On the tenth day, the radio says that a 15-year-old Palestinian boy was killed by the Israeli army "without their intention". Finally, the filmmaker gets a breakthrough: Asaf, who moved to Tekoa from Tel Aviv with his wife and children seven years earlier, sits down at Zaki's table. He is not religious and considers himself leftist. The wife, on the other hand, is a believer, and Asaf explains that the family moved there because the settlement offers a "practical existence". But Asaf seems uncomfortable with the label "settler". He apologizes for not building a new house, but bought one that was already listed by someone who moved
- as if it were supposed to be soothing to his presence. Asaf agrees that there is a strange logic: "It doesn't really mean anything, after all, they are building something crazy here."

Ideological land theft

We meet six settlers in conversation with Zaki. Three of them acknowledge that the Palestinians should also have basic rights: Matanya and Asaf – and the religious Michal. With her two-week-old baby on her arm, she talks about when a Palestinian teenager stabbed her down with a knife in the second-hand shop, and about how other Palestinians had contacted her and dispelled the attack. "It was beautiful, God gave me new lessons. I do not feel hatred for the terrorist, only grief. Jews and Arabs must find a way to live together. " She also says that co-settlers accused her of hate and said things were "a shame he didn't finish the job".

There are over 600 settlers, spread over around 000 settlements.
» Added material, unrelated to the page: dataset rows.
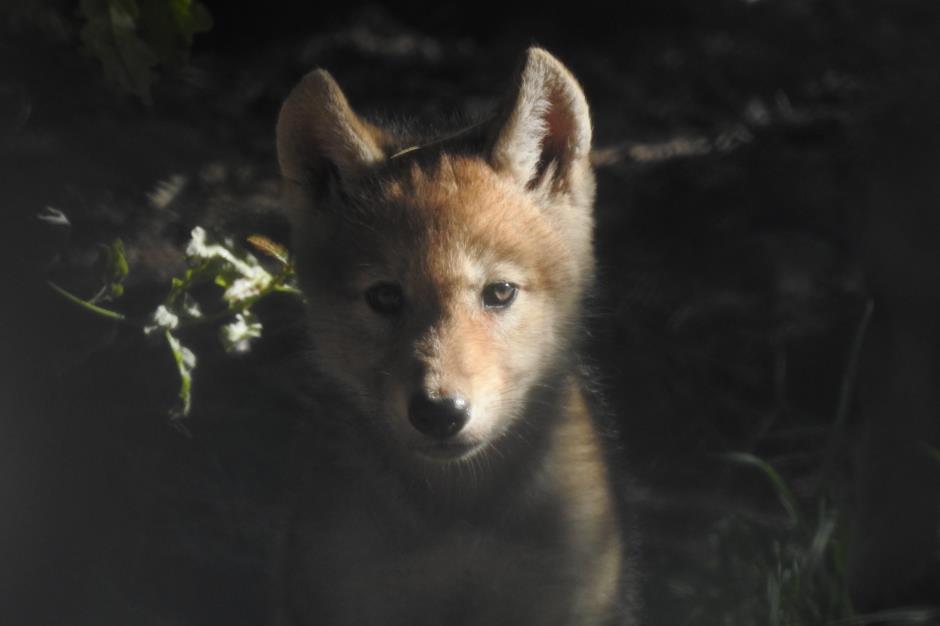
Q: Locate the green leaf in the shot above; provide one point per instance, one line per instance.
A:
(787, 498)
(185, 364)
(88, 306)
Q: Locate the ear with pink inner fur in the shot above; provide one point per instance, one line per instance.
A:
(317, 131)
(545, 129)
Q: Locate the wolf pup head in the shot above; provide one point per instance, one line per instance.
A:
(444, 278)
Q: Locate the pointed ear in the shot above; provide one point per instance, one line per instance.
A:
(545, 126)
(318, 133)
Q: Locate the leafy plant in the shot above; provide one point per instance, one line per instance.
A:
(132, 37)
(241, 277)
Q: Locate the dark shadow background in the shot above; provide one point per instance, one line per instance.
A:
(767, 171)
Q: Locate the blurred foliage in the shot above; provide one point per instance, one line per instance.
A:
(133, 37)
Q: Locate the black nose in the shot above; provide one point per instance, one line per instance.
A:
(439, 418)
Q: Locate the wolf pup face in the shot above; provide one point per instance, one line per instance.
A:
(442, 277)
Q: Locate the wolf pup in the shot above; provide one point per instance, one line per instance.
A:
(452, 474)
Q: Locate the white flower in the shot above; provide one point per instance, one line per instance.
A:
(197, 244)
(237, 335)
(162, 319)
(191, 307)
(256, 279)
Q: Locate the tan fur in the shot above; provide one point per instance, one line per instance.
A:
(523, 529)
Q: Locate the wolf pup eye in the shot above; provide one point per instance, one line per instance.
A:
(385, 298)
(499, 295)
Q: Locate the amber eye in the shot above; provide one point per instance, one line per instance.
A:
(385, 298)
(499, 295)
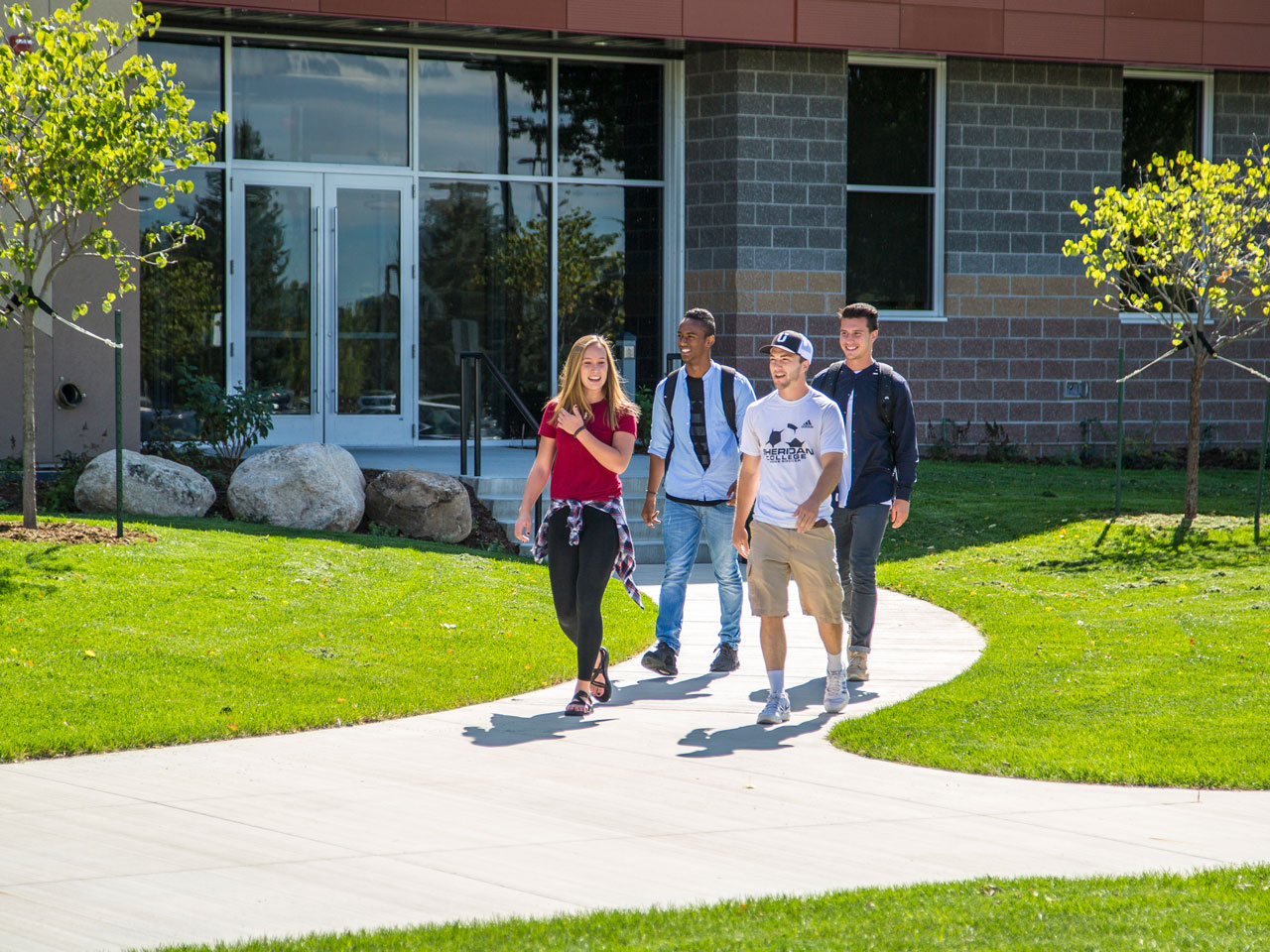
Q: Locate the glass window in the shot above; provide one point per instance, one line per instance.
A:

The other three have a more aggressive attitude: They have been so-called hilltop youths, a term used about those who establish outposts without formal permission (but with unofficial applause) from the Israeli state. Their ideology is that "the Arabs rape the Holy Land" and must "get rid of the road". American-Israeli Navah describes a youthful era filled with adrenaline and romantic idealism. She quit school when she was 15 – “What about school? The Messiah is coming soon! ” – and joined a group of young people setting up tents near Hebron. The Israeli army gave them protection as they descended from the hilltop to parade through the streets, rampage Palestinian high schools or engage in violence against the "Arabs." "Woha! It was like a fucking Bruce-Willis movie! ”

Navah's girlfriend and fellow settler Moriya laughs when the filmmaker says she doesn't dare join Hebron – because she thinks it is dangerous for Israelis to go where the Palestinians are: "Nobody can take us Jews now that we have the army to protect us." Smiling, she declares herself a fascist.

On Day 19, the news story states that a family from the settlement was "shot down by Palestinian terrorists" as they drove out of Tekoa. Father in the family, Rabbi Michael Mark, was killed. The film does not say that the Israeli army executed the "terrorist" without trial 26 days later. In conclusion, Matanya concludes by the blonde doll: “We have to decide. Either we take the land properly, or we give it to someone else. "


Iris Zaki's intention with the project is certainly sincere, but the film is too one-dimensional to offer anything other than what the filmmaker wanted to see behind: the stereotypes. Zaki fails to hide the shock when she listens to the hateful Zionists, but also fails to challenge their statements with other perspectives. It all becomes a self-absorbed and blurry mix of almost nothing – understood and toothless.

unsettling is a film produced with state-run Israeli funds. If one stands behind the nonviolent means of fighting Israel's systematic apartheid and occupation – resistance through boycotts, divestments and sanctions – it also boycott Zaki's film.